Tourism industry emerges from downturn
By Maria Sheahan and Victoria Bryan
BERLIN (Reuters) - The outlook for the global travel industry looks brighter for 2014 as European economic recovery and rising consumer confidence are prompting holidaymakers and businesses to loosen their purse strings again.
Growth is still unevenly spread across regions, according to comments from the industry's biggest trade fair in Berlin this week, with some destinations such as Egypt, China and Thailand facing a tough time due to political turmoil, security concerns or stricter regulations.

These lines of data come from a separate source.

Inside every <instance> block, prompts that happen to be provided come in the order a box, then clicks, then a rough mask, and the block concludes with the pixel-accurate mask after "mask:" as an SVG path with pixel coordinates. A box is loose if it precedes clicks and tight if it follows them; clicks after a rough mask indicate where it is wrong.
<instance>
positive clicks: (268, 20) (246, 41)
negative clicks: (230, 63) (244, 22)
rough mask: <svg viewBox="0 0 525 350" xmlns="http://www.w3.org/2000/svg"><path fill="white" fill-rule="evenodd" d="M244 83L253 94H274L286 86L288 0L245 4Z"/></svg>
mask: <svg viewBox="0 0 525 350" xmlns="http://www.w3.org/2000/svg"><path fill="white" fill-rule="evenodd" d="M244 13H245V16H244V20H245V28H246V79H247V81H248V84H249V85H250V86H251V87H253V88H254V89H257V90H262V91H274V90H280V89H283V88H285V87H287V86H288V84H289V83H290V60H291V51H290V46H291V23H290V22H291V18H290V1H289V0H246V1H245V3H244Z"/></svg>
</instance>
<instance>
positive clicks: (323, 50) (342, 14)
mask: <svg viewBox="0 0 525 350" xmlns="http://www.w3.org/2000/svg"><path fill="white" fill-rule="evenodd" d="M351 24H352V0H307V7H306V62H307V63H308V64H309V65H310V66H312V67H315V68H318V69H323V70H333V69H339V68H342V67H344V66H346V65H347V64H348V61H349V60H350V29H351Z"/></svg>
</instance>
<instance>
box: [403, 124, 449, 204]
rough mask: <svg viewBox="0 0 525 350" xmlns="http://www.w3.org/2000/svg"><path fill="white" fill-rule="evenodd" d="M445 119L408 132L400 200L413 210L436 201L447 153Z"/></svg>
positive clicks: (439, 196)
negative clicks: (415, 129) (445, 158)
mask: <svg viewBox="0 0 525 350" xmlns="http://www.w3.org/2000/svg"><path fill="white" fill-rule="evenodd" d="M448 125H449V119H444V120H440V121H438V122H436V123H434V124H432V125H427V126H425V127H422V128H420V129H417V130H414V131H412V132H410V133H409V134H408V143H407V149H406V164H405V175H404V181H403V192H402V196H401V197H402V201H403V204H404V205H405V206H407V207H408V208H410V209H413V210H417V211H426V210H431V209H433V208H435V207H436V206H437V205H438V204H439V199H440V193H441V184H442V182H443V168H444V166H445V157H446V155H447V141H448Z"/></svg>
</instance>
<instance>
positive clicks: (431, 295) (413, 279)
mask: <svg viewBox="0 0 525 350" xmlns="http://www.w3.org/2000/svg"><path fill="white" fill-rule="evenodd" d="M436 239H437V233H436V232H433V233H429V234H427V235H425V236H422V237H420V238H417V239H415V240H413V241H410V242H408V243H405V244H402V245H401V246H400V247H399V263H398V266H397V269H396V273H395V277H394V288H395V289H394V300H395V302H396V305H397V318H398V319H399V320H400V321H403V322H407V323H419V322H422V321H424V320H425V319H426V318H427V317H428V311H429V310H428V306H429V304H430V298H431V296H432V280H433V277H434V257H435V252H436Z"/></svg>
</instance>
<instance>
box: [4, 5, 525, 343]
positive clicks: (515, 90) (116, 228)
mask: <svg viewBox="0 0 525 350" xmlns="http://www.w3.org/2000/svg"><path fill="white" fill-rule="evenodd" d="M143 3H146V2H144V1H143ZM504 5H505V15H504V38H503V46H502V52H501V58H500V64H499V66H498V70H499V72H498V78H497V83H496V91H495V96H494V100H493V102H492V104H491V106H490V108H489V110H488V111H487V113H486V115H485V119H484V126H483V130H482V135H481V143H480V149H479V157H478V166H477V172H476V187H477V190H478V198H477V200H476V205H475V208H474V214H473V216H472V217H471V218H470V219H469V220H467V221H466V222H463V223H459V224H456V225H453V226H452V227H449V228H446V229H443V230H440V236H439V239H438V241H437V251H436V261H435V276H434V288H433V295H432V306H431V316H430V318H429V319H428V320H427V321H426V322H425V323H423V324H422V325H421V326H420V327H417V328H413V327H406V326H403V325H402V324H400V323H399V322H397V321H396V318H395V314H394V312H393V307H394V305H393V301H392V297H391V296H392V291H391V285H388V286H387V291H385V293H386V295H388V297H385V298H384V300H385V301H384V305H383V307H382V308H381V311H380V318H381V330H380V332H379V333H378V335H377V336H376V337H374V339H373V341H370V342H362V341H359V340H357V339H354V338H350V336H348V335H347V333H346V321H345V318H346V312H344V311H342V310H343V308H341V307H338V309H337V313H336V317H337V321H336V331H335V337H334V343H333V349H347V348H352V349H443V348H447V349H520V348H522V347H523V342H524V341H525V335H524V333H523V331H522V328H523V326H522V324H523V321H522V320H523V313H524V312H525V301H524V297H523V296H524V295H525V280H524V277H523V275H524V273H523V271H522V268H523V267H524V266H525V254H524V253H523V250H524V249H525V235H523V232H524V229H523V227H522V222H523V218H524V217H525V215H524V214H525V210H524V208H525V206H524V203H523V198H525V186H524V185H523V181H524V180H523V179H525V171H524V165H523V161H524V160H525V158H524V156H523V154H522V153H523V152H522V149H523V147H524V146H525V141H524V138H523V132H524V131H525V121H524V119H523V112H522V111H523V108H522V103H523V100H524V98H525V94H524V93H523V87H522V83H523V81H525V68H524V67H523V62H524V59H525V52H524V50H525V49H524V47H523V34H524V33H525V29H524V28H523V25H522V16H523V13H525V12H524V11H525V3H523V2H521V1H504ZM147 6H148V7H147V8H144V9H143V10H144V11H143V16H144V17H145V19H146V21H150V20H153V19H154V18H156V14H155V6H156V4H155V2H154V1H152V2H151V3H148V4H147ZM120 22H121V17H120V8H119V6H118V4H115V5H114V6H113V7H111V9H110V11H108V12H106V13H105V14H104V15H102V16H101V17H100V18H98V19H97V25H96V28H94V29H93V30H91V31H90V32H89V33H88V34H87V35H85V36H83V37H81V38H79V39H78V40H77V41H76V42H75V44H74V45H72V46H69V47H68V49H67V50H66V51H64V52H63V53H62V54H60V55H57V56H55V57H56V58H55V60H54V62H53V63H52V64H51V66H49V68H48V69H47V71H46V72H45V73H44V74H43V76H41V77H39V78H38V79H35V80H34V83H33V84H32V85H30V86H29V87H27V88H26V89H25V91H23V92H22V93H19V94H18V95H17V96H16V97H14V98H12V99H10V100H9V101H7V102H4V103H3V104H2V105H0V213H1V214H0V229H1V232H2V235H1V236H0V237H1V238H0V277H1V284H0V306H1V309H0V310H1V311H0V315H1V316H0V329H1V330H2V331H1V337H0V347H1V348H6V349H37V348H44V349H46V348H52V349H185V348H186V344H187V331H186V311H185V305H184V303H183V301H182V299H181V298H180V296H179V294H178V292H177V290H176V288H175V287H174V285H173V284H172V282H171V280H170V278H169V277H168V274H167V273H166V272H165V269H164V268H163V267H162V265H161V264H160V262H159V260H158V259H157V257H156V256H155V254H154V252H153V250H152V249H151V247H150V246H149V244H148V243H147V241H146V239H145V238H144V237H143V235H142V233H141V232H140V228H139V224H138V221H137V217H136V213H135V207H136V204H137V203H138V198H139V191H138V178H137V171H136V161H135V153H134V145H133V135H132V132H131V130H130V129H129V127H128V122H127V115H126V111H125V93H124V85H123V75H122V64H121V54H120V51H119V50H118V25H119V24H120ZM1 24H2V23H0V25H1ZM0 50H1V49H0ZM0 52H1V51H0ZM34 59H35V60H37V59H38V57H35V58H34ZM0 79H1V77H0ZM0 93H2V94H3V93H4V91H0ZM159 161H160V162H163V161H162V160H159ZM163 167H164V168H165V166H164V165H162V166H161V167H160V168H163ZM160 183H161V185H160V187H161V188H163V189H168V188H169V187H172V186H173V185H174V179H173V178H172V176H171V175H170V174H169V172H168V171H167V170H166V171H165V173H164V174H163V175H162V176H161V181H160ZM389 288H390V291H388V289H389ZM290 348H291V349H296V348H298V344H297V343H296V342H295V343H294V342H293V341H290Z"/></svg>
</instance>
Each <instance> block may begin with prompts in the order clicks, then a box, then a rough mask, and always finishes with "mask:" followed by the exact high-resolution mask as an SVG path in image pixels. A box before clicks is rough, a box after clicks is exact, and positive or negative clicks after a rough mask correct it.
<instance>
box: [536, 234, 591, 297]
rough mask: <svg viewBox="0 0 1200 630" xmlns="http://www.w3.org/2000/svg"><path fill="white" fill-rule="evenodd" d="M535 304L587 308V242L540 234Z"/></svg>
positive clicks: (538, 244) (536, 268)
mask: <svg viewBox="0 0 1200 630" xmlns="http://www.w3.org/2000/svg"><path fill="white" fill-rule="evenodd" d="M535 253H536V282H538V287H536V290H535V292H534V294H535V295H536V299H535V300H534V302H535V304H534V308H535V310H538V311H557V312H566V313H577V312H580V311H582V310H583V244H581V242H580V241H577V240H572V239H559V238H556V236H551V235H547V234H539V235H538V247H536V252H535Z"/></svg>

Current tension between Russia and Ukraine also poses a risk to growth this year but overall, the number of international tourists is set to increase by 4 to 4.5 percent after reaching a record of almost 1.1 billion in 2013, the United Nations World Tourism Organization (UNWTO) said.
"We think that this (growth) will be consolidated again in 2014, 2015 and 2016 and beyond," Taleb Rifai, secretary general of the UNWTO told Reuters. "It will not be 5 percent every year, but the important thing is that growth is consolidated."
The International Air Transport Association (IATA) said on Wednesday that 2014 had got off to a strong start, with travel demand accelerating from last year thanks to stronger growth in advanced economies and emerging market regions.
Angela Brav, head of hotelier InterContinental's (IHG.L: Quote) European business, said she started seeing a real uptick in the fourth quarter of 2013 and that has continued: "GDP is forecast to improve, unemployment is getting better and business optimism in Europe is high," she said at the ITB travel fair.
Paulo Salvador, chief marketing officer of World Hotels, which groups together almost 500 hotels in 65 countries, said the year had started off especially well in North America and Brazil, while growth was slower in Asia.